Sony Detects Suspicious Behavior, Locks 93,000 Online Accounts

Sony locked the accounts of some 93,000 individuals on the Playstation Network (PSN), the Sony Entertainment Network (SEN), and Sony Online Entertainment (SOE) services following a mass log-in attempt using username-password combinations obtained from an unnamed source.

Sony Sony locked the accounts of some 93,000 individuals on the Playstation Network (PSN), the Sony Entertainment Network (SEN), and Sony Online Entertainment (SOE) services following a mass log-in attempt using username-password combinations obtained from an unnamed source.

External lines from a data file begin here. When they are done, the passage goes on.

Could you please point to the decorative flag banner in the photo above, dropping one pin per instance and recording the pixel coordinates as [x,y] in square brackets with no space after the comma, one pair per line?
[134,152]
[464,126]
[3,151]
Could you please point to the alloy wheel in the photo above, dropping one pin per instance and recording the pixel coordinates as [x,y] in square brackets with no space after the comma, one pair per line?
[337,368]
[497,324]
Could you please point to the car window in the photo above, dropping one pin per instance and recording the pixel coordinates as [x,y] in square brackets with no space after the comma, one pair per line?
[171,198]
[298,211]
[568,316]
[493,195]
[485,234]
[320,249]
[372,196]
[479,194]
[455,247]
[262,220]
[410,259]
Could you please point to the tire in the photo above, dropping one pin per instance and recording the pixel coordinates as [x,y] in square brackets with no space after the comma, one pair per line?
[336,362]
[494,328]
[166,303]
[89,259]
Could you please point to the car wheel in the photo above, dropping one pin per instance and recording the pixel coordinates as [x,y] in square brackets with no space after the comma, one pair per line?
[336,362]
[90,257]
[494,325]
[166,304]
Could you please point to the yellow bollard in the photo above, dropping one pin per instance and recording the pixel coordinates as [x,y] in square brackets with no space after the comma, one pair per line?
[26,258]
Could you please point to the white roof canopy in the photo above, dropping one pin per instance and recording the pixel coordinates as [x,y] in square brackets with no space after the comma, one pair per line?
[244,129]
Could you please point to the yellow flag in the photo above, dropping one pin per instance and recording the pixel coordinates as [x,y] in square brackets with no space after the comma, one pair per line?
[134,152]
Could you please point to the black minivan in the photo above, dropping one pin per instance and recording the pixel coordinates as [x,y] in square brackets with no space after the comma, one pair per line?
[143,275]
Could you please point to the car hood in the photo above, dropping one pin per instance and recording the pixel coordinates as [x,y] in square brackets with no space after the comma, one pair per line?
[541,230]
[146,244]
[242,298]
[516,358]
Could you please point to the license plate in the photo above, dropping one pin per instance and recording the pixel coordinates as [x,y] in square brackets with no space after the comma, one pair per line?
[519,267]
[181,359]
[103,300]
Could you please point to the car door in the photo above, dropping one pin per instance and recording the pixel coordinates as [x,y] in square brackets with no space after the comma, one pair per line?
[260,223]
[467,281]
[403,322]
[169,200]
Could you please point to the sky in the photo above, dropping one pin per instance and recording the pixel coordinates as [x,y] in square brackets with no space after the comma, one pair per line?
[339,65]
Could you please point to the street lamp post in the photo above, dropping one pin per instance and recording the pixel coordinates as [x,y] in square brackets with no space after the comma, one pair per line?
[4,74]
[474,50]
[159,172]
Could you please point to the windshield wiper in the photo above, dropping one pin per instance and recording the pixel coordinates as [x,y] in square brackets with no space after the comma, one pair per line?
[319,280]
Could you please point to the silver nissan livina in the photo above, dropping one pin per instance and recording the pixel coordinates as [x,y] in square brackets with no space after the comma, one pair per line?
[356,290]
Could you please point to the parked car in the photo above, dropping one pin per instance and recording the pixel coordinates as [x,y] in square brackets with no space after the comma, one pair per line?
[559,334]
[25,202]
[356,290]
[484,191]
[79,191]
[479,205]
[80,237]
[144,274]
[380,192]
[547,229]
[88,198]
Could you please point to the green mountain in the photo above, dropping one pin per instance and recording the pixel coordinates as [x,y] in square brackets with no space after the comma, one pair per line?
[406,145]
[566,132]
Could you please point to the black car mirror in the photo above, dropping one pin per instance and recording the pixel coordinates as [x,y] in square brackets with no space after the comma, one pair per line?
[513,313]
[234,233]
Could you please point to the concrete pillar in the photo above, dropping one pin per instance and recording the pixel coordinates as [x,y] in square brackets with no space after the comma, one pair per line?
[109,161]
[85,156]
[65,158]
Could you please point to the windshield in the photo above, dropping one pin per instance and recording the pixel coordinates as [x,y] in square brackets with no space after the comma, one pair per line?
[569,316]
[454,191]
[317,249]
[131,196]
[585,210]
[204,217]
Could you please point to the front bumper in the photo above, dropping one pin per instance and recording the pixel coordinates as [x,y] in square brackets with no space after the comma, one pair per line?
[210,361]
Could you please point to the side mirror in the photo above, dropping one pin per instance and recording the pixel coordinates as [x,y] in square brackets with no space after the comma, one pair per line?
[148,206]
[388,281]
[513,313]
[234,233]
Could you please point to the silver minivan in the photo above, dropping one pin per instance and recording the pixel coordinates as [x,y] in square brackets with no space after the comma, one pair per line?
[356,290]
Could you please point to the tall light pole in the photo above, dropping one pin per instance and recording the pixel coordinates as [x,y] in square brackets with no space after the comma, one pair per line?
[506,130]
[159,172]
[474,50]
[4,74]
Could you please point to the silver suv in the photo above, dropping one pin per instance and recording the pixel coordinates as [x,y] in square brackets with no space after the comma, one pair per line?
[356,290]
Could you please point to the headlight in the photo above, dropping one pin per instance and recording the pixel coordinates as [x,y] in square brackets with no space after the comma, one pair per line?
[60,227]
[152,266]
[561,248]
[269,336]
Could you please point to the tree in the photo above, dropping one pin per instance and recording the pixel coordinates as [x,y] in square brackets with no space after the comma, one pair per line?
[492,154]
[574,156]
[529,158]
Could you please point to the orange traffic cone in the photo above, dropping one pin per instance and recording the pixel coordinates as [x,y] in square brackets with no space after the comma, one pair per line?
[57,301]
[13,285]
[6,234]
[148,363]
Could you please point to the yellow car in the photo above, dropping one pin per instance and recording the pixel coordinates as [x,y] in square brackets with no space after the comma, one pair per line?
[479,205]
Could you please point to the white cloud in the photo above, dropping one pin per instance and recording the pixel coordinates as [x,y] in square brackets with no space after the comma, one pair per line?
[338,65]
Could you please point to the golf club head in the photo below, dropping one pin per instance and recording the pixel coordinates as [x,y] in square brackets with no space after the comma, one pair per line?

The attack affected less than one tenth of a percent of PSN, SEN, and SOE user bases combined, and the majority of log-in attempts failed. However, the 93,000 accounts that Sony ended up locking out were compromised, the company said. According to a statement put out by Sony’s CISO, Philip Reitinger, only a small fraction of the 93,000 compromised accounts showed activity before being locked.

Reitinger’s statement claims that the username-password data-set tested against the networks must have come from some outside site, source, or company, as the vast majority of these attempts failed. Presumably, those attempts that did succeed occurred in cases where users recycled their username-password combos with some other compromised source.

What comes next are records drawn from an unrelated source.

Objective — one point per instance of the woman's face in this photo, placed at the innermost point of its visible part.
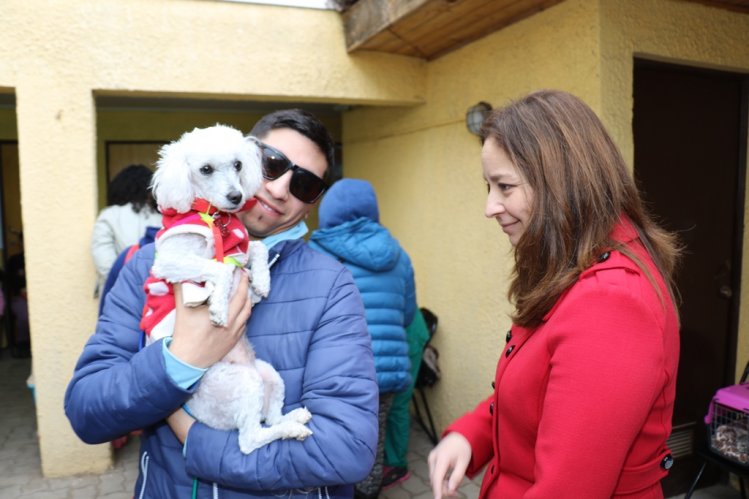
(510, 197)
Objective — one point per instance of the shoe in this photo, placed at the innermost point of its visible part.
(392, 476)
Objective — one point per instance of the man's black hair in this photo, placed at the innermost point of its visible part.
(303, 122)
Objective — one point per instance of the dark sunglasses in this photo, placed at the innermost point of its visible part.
(305, 185)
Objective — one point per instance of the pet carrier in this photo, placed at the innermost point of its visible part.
(727, 424)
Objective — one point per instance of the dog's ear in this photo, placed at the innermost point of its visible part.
(251, 177)
(171, 182)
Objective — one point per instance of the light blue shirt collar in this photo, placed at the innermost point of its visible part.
(296, 232)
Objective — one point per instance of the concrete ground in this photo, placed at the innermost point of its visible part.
(20, 467)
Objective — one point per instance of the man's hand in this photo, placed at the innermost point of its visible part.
(198, 342)
(180, 422)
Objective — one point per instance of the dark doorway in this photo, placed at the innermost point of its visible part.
(690, 151)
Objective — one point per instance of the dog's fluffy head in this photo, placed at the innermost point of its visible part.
(217, 164)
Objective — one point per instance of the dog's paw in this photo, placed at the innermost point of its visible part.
(247, 445)
(218, 318)
(299, 415)
(298, 431)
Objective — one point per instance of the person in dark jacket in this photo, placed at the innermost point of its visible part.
(311, 328)
(351, 232)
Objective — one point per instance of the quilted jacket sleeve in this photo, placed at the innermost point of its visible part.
(115, 387)
(341, 393)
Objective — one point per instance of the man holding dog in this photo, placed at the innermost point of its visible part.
(311, 328)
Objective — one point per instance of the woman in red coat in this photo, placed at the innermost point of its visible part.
(585, 386)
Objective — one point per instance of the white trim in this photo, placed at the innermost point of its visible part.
(306, 4)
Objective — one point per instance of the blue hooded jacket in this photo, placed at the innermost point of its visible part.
(311, 328)
(350, 232)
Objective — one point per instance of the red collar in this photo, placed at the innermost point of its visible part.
(204, 206)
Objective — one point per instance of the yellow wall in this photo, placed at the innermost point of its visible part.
(426, 168)
(56, 56)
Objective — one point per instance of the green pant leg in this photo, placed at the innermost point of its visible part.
(398, 429)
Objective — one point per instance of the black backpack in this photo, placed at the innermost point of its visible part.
(429, 371)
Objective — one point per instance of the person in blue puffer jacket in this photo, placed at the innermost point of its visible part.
(351, 232)
(311, 328)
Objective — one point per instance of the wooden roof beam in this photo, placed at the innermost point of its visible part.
(367, 18)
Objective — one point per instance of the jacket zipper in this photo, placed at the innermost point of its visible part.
(144, 471)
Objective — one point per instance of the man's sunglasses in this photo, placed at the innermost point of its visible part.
(305, 185)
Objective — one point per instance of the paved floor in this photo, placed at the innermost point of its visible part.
(20, 468)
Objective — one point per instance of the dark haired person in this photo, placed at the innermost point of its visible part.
(311, 328)
(584, 390)
(130, 210)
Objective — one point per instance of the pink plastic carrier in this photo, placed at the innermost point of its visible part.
(728, 423)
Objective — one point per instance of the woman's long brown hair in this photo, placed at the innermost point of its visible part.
(581, 188)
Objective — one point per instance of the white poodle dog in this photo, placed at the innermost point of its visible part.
(201, 181)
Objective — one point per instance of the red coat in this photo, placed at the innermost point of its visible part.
(583, 404)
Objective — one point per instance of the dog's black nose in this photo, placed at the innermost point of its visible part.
(234, 197)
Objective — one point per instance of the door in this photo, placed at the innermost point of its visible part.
(689, 136)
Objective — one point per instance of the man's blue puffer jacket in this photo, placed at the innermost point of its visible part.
(311, 328)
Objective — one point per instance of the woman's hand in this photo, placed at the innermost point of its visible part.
(198, 342)
(447, 464)
(180, 422)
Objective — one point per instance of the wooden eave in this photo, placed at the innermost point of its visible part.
(431, 28)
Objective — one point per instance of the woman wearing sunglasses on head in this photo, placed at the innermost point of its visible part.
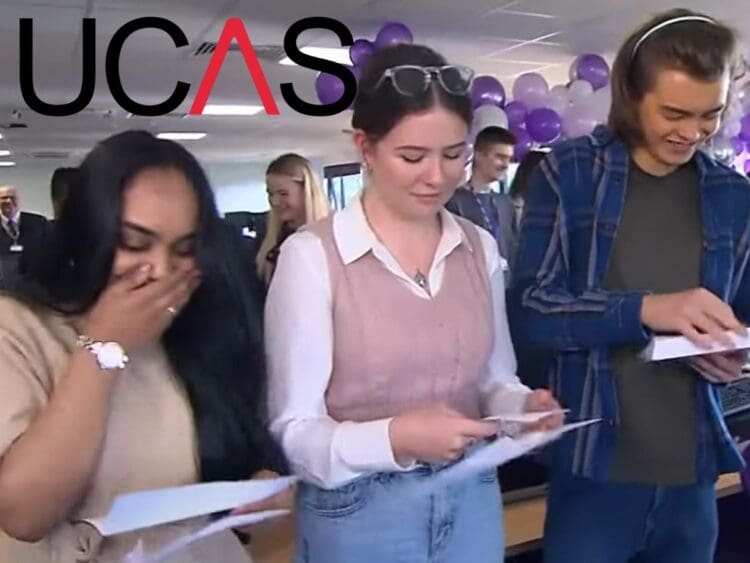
(387, 338)
(133, 360)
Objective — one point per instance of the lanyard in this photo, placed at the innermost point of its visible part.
(13, 232)
(490, 225)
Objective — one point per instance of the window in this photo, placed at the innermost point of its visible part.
(343, 182)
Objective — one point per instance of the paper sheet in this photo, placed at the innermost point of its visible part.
(501, 451)
(525, 417)
(136, 511)
(673, 347)
(139, 556)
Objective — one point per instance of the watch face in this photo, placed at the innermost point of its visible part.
(110, 355)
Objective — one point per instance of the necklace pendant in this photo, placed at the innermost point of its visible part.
(420, 279)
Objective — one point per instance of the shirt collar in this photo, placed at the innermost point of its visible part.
(354, 237)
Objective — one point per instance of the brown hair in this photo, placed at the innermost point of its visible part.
(705, 50)
(491, 136)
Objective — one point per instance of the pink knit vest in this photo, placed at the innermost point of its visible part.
(395, 351)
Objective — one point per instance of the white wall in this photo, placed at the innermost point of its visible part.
(32, 183)
(238, 186)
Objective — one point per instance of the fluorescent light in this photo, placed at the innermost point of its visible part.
(229, 109)
(181, 136)
(335, 54)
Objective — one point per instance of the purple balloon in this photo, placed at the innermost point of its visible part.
(594, 69)
(524, 144)
(579, 121)
(487, 90)
(738, 145)
(544, 125)
(516, 113)
(393, 33)
(360, 50)
(531, 88)
(328, 88)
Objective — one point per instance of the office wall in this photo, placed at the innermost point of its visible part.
(238, 186)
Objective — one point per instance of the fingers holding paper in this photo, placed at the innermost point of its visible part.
(543, 400)
(720, 368)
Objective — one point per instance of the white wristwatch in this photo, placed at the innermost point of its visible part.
(109, 355)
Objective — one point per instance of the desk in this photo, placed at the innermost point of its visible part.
(524, 527)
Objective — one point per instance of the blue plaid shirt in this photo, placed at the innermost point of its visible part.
(571, 214)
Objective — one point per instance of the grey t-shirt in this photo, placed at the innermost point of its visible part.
(658, 248)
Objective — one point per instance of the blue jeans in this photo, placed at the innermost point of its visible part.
(599, 522)
(384, 518)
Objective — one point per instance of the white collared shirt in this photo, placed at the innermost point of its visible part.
(299, 347)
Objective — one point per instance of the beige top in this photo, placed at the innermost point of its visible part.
(150, 440)
(375, 375)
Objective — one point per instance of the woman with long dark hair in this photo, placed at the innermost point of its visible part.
(131, 360)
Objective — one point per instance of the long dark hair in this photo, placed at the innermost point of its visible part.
(702, 49)
(215, 344)
(378, 112)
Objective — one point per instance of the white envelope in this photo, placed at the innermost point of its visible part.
(525, 417)
(673, 347)
(136, 511)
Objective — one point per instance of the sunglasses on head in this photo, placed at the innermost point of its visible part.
(413, 80)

The company plans on contacting the affected gamers via email and encouraging them to perform a password reset, and is assuring users that no credit card data has been compromised.

Less than six months ago, the PSN network was thoroughly compromised by hackers in what turned out to be one of the larger and widely publicized data breaches ever, eventually affecting some 100 million people and leading to nearly a month of network downtime. Sony’s woes didn’t end there either. The company was shamed in its home country of Japan, where government officials postponed a PSN reboot until they were convinced that Sony had resolved their security deficiencies. The network was then beset with password reset issues when they were in the process of rebooting the PSN. This latest breach comes just months after Sony Chief Executive, Howard Stringer, pronounced that the PlayStation Network was more secure than ever at the consumer electronics conference in Berlin.

The full extent and impact as well as more details on exactly what was compromised in the breach should become clearer in the following days as more details of the attack are likely to emerge.